Simone Stella plays the Sonata in A major K. 209 of Domenico Scarlatti on an italian harpsichord made by Roberto Marioni in 2016.

#baroque #harpsichord #simonestella

Only a small fraction of Scarlatti's compositions were published during his lifetime; Scarlatti himself seems to have overseen the publication in 1738 of the most famous collection, his 30 Essercizi ("Exercises"). These were well received throughout Europe, and were championed by the foremost English writer on music of the eighteenth century, Charles Burney.
The many sonatas that were unpublished during Scarlatti's lifetime have appeared in print irregularly in the two and a half centuries since.
Scarlatti's 555 keyboard sonatas are single movements, mostly in binary form, and some in early sonata form, and mostly written for the harpsichord or the earliest pianofortes. (There are four for organ, and a few for small instrumental group).
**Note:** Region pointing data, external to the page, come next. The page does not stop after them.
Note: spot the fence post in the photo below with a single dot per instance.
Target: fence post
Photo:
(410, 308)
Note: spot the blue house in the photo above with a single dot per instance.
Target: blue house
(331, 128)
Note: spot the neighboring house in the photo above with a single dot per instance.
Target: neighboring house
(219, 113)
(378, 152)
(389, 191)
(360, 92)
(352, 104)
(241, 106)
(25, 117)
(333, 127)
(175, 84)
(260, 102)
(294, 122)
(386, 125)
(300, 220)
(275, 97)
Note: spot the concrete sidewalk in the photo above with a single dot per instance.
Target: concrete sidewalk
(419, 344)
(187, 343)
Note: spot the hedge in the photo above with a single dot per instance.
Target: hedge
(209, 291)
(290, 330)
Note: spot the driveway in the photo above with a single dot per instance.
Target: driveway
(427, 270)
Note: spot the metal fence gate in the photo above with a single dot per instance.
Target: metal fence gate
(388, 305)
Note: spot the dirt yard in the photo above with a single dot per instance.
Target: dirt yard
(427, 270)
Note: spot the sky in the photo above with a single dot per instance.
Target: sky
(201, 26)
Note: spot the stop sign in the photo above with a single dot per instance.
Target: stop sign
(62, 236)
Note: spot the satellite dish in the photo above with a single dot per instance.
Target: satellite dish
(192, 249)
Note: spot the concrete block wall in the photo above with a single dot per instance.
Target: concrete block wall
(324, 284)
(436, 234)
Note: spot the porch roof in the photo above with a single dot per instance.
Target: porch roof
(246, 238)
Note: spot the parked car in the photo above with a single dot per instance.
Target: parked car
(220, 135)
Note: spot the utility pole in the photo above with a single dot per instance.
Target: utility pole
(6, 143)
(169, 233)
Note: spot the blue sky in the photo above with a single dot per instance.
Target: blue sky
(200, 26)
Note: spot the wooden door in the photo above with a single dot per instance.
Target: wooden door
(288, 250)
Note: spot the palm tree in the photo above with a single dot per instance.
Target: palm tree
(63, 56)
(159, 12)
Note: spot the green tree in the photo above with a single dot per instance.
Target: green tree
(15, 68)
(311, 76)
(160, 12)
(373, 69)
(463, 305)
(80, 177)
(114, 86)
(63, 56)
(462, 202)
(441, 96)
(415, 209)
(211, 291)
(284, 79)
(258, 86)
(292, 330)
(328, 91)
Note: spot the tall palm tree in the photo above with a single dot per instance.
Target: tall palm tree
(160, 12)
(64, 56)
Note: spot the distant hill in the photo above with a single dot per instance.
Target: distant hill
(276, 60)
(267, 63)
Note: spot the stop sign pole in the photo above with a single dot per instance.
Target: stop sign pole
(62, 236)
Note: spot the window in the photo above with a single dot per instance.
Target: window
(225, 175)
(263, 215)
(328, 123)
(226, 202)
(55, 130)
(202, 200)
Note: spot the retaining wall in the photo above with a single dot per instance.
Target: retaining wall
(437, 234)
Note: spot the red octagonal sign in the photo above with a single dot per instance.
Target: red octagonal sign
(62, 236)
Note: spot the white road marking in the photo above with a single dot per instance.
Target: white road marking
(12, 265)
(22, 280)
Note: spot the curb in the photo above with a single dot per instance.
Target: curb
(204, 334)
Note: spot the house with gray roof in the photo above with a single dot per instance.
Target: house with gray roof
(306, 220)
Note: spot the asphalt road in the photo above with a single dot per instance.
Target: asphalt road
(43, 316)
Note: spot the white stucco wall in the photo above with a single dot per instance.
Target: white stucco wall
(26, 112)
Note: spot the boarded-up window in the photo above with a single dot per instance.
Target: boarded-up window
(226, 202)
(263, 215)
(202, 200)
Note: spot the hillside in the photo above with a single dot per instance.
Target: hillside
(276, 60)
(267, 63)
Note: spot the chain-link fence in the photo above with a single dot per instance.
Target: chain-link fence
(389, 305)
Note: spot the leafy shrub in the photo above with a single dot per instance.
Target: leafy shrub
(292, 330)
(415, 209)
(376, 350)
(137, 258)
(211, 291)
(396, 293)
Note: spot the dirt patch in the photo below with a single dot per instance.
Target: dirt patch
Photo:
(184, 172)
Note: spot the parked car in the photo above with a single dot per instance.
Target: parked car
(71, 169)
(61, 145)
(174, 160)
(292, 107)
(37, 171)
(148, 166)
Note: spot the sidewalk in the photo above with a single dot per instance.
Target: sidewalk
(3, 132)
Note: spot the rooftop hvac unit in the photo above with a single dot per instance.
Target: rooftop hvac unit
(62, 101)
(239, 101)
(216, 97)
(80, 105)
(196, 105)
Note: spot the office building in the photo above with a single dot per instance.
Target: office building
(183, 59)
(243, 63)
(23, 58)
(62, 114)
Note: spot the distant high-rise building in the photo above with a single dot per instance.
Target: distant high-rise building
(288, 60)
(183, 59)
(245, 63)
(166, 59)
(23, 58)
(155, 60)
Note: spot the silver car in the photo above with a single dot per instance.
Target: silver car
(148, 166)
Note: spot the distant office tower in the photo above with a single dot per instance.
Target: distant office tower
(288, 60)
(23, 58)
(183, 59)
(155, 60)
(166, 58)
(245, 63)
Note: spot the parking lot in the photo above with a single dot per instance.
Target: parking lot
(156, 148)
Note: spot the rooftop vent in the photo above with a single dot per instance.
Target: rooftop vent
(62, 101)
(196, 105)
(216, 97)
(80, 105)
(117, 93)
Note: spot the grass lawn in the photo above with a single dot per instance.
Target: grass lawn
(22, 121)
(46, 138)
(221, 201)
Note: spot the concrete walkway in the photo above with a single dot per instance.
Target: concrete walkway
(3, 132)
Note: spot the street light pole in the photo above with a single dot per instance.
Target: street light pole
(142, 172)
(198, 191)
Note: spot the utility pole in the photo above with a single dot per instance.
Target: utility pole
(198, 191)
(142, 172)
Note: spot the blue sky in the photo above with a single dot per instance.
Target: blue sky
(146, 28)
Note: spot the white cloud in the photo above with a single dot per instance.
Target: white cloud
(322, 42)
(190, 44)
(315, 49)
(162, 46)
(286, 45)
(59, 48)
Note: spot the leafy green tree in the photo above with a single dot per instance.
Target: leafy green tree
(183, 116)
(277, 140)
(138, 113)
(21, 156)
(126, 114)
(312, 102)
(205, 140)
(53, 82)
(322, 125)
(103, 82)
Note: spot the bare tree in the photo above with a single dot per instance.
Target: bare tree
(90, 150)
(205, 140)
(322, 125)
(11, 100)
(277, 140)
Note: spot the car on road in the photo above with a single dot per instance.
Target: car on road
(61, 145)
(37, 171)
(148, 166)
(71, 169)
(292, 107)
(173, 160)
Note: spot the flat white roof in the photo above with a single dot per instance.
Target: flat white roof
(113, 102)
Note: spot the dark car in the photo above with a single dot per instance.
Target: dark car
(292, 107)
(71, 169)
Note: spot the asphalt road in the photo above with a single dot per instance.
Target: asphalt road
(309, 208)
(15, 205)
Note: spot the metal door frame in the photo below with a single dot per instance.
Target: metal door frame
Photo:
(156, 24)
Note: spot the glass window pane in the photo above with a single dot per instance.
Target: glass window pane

Some of them display harmonic audacity in their use of discords, and also unconventional modulations to remote keys.

Other distinctive attributes of Scarlatti's style are the following:
The influence of Iberian (Portuguese and Spanish) folk music. An example is Scarlatti's use of the Phrygian mode and other tonal inflections more or less alien to European art music. Many of Scarlatti's figurations and dissonances are suggestive of the guitar.
Scarlatti's compositions were influenced by the Spanish guitar as can be seen in notes being played repetitively in a rapid manner.
A formal device in which each half of a sonata leads to a pivotal point, which Kirkpatrick termed "the crux", and which is sometimes underlined by a pause or fermata. Before the crux, Scarlatti sonatas often contain their main thematic variety, and after the crux the music makes more use of repetitive figurations as it modulates away from the home key (in the first half) or back to the home key (in the second half).
Scarlatti played in the galant style.
Kirkpatrick produced an edition of the sonatas in 1953, and the numbering from this edition is now nearly always used – the Kk. or K. number. Previously, the numbering commonly used was from the 1906 edition compiled by the Neapolitan pianist Alessandro Longo (L. numbers). Kirkpatrick's numbering is chronological, while Longo's ordering is a result of his arbitrarily grouping the sonatas into "suites". In 1967 the Italian musicologist Giorgio Pestelli published a revised catalog (using P. numbers), which corrected what he considered to be some anachronisms.[9] Although the exact dates of composition for these surviving sonatas are not known, Kirkpatrick concludes that they may all have been composed late in Scarlatti's career (after 1735), with the majority perhaps dating from after the composer's sixty-seventh birthday.